Brian took it to heart and over the course of the following year disposed and dispensed of nearly everything he owned. When he returned to Myanmar a year or two later, he remained for the entire three months exploring inner space. When the three months were up -- having nothing to return to in New York -- he walked the earth for a year, spending most of his time in small village in northern Thailand. We would Skype from time to time, me at home in Brooklyn with the sound of expressway traffic over my shoulder, and he on his porch, with the sound of ripe mangos dropping on his roof.
When he finally returned to America, he rented a house in upstate New York and found work as a handyman for a semi-retired software engineer. When he wasn't working, he was busy writing songs. When he'd written about ten or so, he teamed up with his friend, Sal, to record them. Sal is a Berklee College of Music graduate who plays a mean guitar and has a portable recording studio. He owns a house near the one Brian was renting, and Brian bartered his handyman skills for Sal's recording talents.
When he finished recording an album's worth of material, he designed a cover, burned a couple hundred CDs, and then handed them out to everyone he knew. He wasn't sure what else to do after that and, perhaps suffering a little post-project depression, decided on returning to Myanmar.
"What happened?" I asked, "I wasn't expecting to hear from you until April. Are you in Myanmar?"
"No, dude, I'm in Ireland."
Brian's family owns a small cottage in a quiet little town a couple of hours west of Dublin. Although life there is not quite the same as the life of a Burmese monk, it's close.

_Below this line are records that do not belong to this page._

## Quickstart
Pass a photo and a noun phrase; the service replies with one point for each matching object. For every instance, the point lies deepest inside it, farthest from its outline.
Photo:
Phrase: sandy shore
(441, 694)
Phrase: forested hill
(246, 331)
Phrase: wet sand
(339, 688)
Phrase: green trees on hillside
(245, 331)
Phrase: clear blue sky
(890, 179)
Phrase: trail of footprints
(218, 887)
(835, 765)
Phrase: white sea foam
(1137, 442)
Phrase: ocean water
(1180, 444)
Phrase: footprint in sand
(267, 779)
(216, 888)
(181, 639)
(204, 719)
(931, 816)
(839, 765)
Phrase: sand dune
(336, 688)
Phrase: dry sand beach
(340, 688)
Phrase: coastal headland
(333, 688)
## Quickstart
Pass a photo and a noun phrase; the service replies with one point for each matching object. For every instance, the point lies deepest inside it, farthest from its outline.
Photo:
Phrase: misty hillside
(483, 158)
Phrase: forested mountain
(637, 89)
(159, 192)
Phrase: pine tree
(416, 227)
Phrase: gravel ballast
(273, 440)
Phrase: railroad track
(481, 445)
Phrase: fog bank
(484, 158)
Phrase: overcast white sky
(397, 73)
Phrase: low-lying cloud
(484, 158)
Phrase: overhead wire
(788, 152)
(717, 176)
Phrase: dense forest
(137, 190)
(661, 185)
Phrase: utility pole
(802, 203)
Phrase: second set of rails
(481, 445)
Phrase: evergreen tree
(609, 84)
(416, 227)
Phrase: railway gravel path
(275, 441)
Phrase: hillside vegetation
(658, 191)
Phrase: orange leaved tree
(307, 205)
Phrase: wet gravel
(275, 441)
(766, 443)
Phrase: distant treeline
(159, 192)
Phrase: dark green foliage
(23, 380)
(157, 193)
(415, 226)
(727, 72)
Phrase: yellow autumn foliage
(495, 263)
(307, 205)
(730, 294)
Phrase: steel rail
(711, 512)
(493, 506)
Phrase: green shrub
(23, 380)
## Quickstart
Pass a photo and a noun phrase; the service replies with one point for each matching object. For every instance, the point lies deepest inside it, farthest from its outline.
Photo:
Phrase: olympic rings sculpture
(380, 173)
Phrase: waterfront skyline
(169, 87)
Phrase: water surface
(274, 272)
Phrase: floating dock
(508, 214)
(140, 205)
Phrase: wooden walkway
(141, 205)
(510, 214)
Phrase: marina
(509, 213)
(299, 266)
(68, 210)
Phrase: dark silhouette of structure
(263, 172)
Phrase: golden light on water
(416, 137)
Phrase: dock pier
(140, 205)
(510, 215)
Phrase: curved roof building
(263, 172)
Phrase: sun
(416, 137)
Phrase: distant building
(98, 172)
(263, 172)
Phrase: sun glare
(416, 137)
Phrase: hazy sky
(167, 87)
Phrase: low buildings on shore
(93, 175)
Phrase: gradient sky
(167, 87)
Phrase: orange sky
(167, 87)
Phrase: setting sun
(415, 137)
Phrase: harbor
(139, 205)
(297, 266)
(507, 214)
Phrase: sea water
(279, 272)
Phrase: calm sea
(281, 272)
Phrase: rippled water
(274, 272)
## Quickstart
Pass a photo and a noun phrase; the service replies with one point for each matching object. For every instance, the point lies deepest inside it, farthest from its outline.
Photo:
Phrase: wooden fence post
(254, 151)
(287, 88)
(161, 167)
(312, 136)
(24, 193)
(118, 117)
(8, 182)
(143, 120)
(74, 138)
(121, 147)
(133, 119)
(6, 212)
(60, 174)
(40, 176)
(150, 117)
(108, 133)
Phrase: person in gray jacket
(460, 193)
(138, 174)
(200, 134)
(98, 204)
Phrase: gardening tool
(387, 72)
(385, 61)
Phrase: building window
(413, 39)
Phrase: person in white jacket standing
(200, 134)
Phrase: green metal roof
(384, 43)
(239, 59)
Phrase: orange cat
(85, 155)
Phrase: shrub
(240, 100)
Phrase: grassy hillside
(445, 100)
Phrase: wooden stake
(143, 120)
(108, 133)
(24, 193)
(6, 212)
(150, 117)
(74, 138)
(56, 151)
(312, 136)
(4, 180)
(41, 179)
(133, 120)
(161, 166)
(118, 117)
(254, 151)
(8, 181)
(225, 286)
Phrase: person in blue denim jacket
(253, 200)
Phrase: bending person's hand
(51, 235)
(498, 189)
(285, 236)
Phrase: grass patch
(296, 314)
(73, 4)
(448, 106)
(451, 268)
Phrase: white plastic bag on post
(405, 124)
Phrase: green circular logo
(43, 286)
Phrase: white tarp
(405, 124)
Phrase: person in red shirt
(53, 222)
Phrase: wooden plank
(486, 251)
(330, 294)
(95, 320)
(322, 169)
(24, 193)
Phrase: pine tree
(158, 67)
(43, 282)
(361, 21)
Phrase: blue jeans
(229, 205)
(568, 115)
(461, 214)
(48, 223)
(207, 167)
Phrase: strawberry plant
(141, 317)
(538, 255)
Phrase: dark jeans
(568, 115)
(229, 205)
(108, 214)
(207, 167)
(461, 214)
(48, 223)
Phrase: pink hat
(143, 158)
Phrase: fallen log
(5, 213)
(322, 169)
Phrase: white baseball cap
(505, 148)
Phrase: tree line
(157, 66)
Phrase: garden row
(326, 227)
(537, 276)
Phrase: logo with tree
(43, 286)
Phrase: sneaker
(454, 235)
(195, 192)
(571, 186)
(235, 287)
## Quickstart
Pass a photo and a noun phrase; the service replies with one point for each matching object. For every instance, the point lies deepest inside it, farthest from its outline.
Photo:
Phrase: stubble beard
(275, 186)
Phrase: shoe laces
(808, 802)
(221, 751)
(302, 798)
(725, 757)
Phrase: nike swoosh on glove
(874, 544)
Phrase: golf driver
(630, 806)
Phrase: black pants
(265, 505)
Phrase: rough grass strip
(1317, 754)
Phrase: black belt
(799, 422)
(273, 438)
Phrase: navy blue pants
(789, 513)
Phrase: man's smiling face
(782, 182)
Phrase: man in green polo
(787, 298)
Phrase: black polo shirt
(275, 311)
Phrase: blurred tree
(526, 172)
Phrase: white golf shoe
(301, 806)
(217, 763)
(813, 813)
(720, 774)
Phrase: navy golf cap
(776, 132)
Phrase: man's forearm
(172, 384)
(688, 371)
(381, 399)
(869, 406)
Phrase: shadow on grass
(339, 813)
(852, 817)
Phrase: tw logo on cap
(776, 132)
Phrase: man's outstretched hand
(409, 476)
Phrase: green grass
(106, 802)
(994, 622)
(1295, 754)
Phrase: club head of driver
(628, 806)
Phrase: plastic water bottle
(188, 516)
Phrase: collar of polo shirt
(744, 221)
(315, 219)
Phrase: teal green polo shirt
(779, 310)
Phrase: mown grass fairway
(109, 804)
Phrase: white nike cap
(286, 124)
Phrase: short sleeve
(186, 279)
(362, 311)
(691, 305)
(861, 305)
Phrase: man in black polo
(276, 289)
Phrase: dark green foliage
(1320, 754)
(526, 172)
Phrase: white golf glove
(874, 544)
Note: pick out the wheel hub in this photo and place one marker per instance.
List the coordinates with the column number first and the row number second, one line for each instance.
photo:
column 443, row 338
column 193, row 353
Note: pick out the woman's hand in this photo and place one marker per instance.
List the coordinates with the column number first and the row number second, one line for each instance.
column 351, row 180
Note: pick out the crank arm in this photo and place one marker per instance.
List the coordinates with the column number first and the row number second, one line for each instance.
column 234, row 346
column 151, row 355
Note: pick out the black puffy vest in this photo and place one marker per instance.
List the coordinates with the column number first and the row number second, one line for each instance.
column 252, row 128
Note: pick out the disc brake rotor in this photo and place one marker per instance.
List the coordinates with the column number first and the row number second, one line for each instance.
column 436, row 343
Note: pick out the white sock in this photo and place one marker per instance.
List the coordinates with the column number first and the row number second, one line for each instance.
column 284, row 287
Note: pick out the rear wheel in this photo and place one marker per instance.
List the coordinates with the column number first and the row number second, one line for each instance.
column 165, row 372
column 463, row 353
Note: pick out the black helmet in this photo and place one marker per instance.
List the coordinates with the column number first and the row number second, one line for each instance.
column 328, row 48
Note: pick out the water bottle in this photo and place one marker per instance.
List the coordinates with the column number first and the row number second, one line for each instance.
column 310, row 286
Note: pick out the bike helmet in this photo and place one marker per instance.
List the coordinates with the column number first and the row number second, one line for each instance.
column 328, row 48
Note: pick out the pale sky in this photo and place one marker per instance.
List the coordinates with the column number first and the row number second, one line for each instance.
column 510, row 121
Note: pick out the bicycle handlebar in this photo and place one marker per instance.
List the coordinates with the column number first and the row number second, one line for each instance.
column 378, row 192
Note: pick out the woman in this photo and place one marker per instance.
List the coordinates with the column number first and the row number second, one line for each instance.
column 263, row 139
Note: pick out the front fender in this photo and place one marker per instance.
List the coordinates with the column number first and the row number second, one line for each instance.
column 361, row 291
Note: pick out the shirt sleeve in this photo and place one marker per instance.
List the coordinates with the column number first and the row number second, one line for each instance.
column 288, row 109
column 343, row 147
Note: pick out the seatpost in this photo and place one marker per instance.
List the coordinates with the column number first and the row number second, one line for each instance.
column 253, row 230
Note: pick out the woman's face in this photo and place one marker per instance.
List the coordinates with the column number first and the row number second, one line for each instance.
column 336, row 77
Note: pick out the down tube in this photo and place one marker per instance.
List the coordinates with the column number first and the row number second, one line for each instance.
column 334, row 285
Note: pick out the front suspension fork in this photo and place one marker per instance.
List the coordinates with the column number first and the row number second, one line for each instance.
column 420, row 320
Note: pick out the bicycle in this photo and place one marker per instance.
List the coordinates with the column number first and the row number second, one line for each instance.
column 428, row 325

"I knew before I left that I was either going to become a monk, or it was going to be a short stay. But listen, I'm on a prepaid phone and I don't have many minutes, so I'll explain it all later. I just wanted to check in and let you know where I was. We'll talk."
We've traded several emails since that phone call. He tells me he's writing more songs, working on his keyboard skills, and is going to start looking into gaining his Irish citizenship. "Must say, overall love being here," he wrote, "Going to start the citizenship process. I gotta be able to make coin over here."
"I'm sure you can find work over there," I replied. "After all, Bono's property isn't going to landscape itself, you know."